Combining parameters into single tensor

I am attempting to follow the basic example shown in fitting multiple datasets in the advanced theano section of the manual here. I have implemented a function using theano’s as_op successfully but am getting stuck on passing parameters into this function in my pymc model. The code for my model is here:

data = tt.shared(s11s[0][0])
rate = tt.shared(nominal_rates[0])

number_maxwell_elements = 3

t_params = tt.shared(np.zeros([2+2*number_maxwell_elements]))

taus  = np.array([1e-1,1e0,1e1])

with pm.Model() as model:
    #Parameter defintions
    Km    = pm.Uniform(   "K", lower=0., upper=100.,shape=1)
    Ginvm = pm.Uniform("Ginf", lower=0., upper=100.,shape=1)
    Gs    = pm.Uniform(  "Gs", lower=0., upper=100.,shape=3)

    #Set the parameter array
    [t_params[i+2].set_value(v) for v in Gs]
    [t_params[i+2+number_maxwell_elements].set_value(v) for v in taus]

    #Evaluate the response
    response = apply_params_rate(rate,t_params,npts)[1][0,:]

    S11   = pm.uniform( "S11", mu=response, observed=data)

After this I will perform the samples using

traces = []
for data_vals,test_rate in zip(s11s,nominal_rates):
    # Switch out the observed dataset
    data.set_value(data_vals)
    rate.set_value(test_rate)
    with model:
        traces.append(pm.sample())

pm.traceplot(traces)

I currently get errors on the two lines after #Set the parameter array. How can I put all of the values into a single tensor?

I realize that the way I am sampling currently will only retrieve one sample for each test. I was planning on putting this inside of another loop to do the sampling. Is there a better way than what I am attempting?

1 Like

Looking at what I had before, there were a few things I had left in from testing that wouldn’t make much sense here is what I have currently. I think I need not not use theano.tensor.stack and instead populate a vector.
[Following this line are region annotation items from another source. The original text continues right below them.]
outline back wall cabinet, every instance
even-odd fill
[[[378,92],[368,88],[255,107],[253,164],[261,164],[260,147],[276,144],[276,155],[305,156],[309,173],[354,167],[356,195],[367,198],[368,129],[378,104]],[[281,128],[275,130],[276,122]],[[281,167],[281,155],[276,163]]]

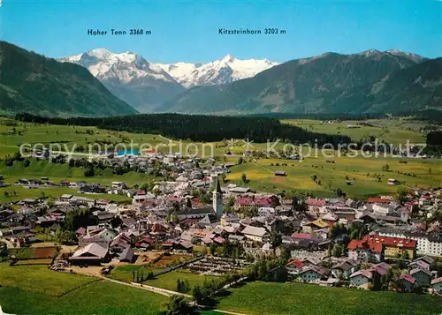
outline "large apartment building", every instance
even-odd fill
[[[405,227],[381,228],[377,233],[382,236],[415,240],[417,242],[416,253],[418,255],[442,257],[441,233],[413,231]]]

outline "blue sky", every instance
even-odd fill
[[[220,35],[220,27],[286,34]],[[152,34],[91,36],[89,28]],[[282,62],[369,49],[438,57],[442,2],[4,0],[0,32],[2,40],[51,57],[102,47],[161,63],[208,62],[227,54]]]

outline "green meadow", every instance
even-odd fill
[[[369,136],[377,138],[378,141],[385,141],[392,145],[410,143],[425,143],[425,135],[418,131],[419,128],[427,125],[426,123],[415,122],[410,119],[369,119],[364,121],[370,125],[361,125],[360,128],[347,128],[348,125],[357,125],[357,121],[342,121],[328,123],[326,120],[314,119],[286,119],[282,123],[293,124],[309,131],[343,134],[353,140],[359,141]]]
[[[231,289],[217,309],[248,315],[435,315],[442,297],[327,288],[304,283],[249,282]]]
[[[334,162],[327,162],[327,160]],[[383,167],[386,164],[389,170],[383,171]],[[286,176],[275,176],[274,173],[278,170],[285,171]],[[242,174],[246,174],[246,184],[242,182]],[[314,181],[312,176],[316,176],[318,181]],[[347,185],[346,176],[352,185]],[[402,184],[390,185],[389,178],[395,178]],[[349,196],[367,197],[394,192],[400,188],[438,187],[442,184],[442,161],[343,156],[306,158],[301,161],[250,159],[249,161],[231,168],[226,179],[262,191],[294,190],[310,191],[317,197],[328,197],[334,195],[334,189],[340,188]]]
[[[4,122],[2,124],[2,121]],[[363,125],[361,128],[348,129],[348,124],[356,124],[358,122],[331,123],[320,122],[311,119],[292,119],[284,120],[284,123],[293,124],[306,130],[316,132],[340,133],[350,136],[354,140],[365,139],[369,136],[378,138],[394,145],[405,144],[407,140],[414,143],[423,143],[425,136],[419,132],[419,128],[424,127],[425,123],[414,122],[409,119],[372,119],[368,120],[370,125]],[[8,134],[7,131],[12,128],[16,129],[16,134]],[[93,142],[112,142],[130,144],[131,141],[140,146],[149,143],[151,146],[158,146],[157,148],[163,152],[169,151],[171,144],[172,152],[183,154],[198,153],[199,155],[210,156],[211,153],[217,157],[217,162],[236,162],[238,156],[223,156],[230,147],[230,141],[210,143],[196,143],[189,146],[186,151],[188,140],[172,141],[160,135],[153,134],[133,134],[124,131],[111,131],[95,127],[64,126],[37,124],[32,123],[21,123],[9,121],[5,123],[4,118],[0,118],[0,158],[11,154],[18,150],[18,146],[24,143],[60,143],[66,145],[68,151],[72,146],[87,146]],[[180,146],[181,144],[181,146]],[[271,144],[251,143],[251,150],[267,150]],[[282,149],[284,143],[278,143],[273,147]],[[198,152],[194,147],[198,147]],[[4,150],[5,149],[5,150]],[[232,154],[242,154],[247,146],[242,140],[235,140],[234,146],[229,148]],[[245,158],[244,163],[236,165],[231,169],[227,179],[240,185],[247,185],[253,190],[262,191],[311,191],[317,197],[333,196],[334,191],[340,188],[349,196],[366,197],[370,195],[391,193],[400,188],[415,187],[438,187],[442,184],[442,163],[440,160],[417,160],[417,159],[397,159],[385,158],[383,156],[364,158],[361,155],[355,158],[349,156],[337,156],[337,151],[328,151],[328,156],[310,155],[307,154],[307,148],[302,148],[301,154],[304,154],[302,161],[283,160],[283,159],[253,159]],[[329,161],[329,162],[327,162]],[[330,161],[333,161],[331,163]],[[400,162],[401,161],[401,162]],[[407,163],[405,163],[405,161]],[[384,171],[383,167],[388,164],[388,171]],[[203,164],[202,164],[203,165]],[[277,170],[286,171],[286,176],[275,176]],[[246,174],[248,183],[241,180],[242,174]],[[135,184],[142,184],[149,181],[150,176],[146,174],[129,172],[122,176],[112,174],[110,169],[97,170],[93,177],[84,177],[81,168],[69,168],[68,164],[54,164],[46,161],[31,160],[31,164],[27,168],[23,162],[16,161],[13,166],[6,167],[4,161],[0,161],[0,174],[4,181],[9,184],[15,183],[19,178],[40,178],[49,176],[50,180],[57,183],[63,179],[72,181],[86,181],[87,183],[98,183],[110,185],[112,181],[126,182],[129,185]],[[316,176],[317,180],[312,180]],[[347,177],[352,182],[347,185]],[[389,185],[388,178],[395,178],[400,181],[400,185]],[[76,192],[75,190],[65,188],[50,188],[45,190],[27,190],[19,187],[9,187],[0,189],[0,201],[11,199],[9,192],[15,191],[20,198],[37,197],[44,192],[46,195],[57,196],[62,193]],[[2,191],[8,191],[9,197],[5,198]],[[109,199],[126,200],[125,196],[108,196]]]
[[[146,290],[46,266],[2,263],[0,286],[2,309],[12,314],[156,314],[167,301]]]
I will give that a try.

data = tt.shared(s11s[0][0])
rate = tt.shared(nominal_rates[0])

number_maxwell_elements = 3

taus  = np.array([1e-1,1e0,1e1])

with pm.Model() as model:
    #Parameter defintions
    Km    = pm.Uniform(   "K", lower=0., upper=100.,shape=(1,1))
    Ginfm = pm.Uniform("Ginf", lower=0., upper=100.,shape=(1,1))
    Gsm   = pm.Uniform(  "Gs", lower=0., upper=100.,shape=(3,1))

    #Assemble the parameters
    t_params = tt.tensor.stack([Km, Ginfm, Gsm, tt.tensor.as_tensor_variable(taus)])

    #Evaluate the response
    response = apply_params_rate(rate,t_params,tt.tensor.as_tensor_variable(npts))

    S11   = pm.Normal( "S11", mu=response, observed=data)

I got it to compile. I was making some silly mistakes. I don’t know if I am doing it in the optimal manner, but it is working. Any input on sampling with a multi-experiment setup would be appreciated.

data = tt.shared(s11s[0])
rate = tt.shared(nominal_rates[0])

number_maxwell_elements = 3

t_params = tt.shared(np.zeros([2+2*number_maxwell_elements]))

tausm  = tt.tensor.as_tensor_variable(np.array([1e-1,1e0,1e1]))

with pm.Model() as model:
    #Parameter defintions
    Km    = pm.Uniform(   "K", lower=0., upper=100.)
    Ginfm = pm.Uniform("Ginf", lower=0., upper=100.)
    Gsm   = pm.Uniform(  "Gs", lower=0., upper=100.,shape=(3,))

    #Assemble the parameters
    t_params = tt.tensor.zeros(2+2*number_maxwell_elements)
    t_params = tt.tensor.set_subtensor(t_params[0],Km)
    t_params = tt.tensor.set_subtensor(t_params[1],Ginfm)
    for i in range(2,2+number_maxwell_elements):
        t_params = tt.tensor.set_subtensor(t_params[i],Gsm[i-2])
        t_params = tt.tensor.set_subtensor(t_params[i+number_maxwell_elements],tausm[i-2])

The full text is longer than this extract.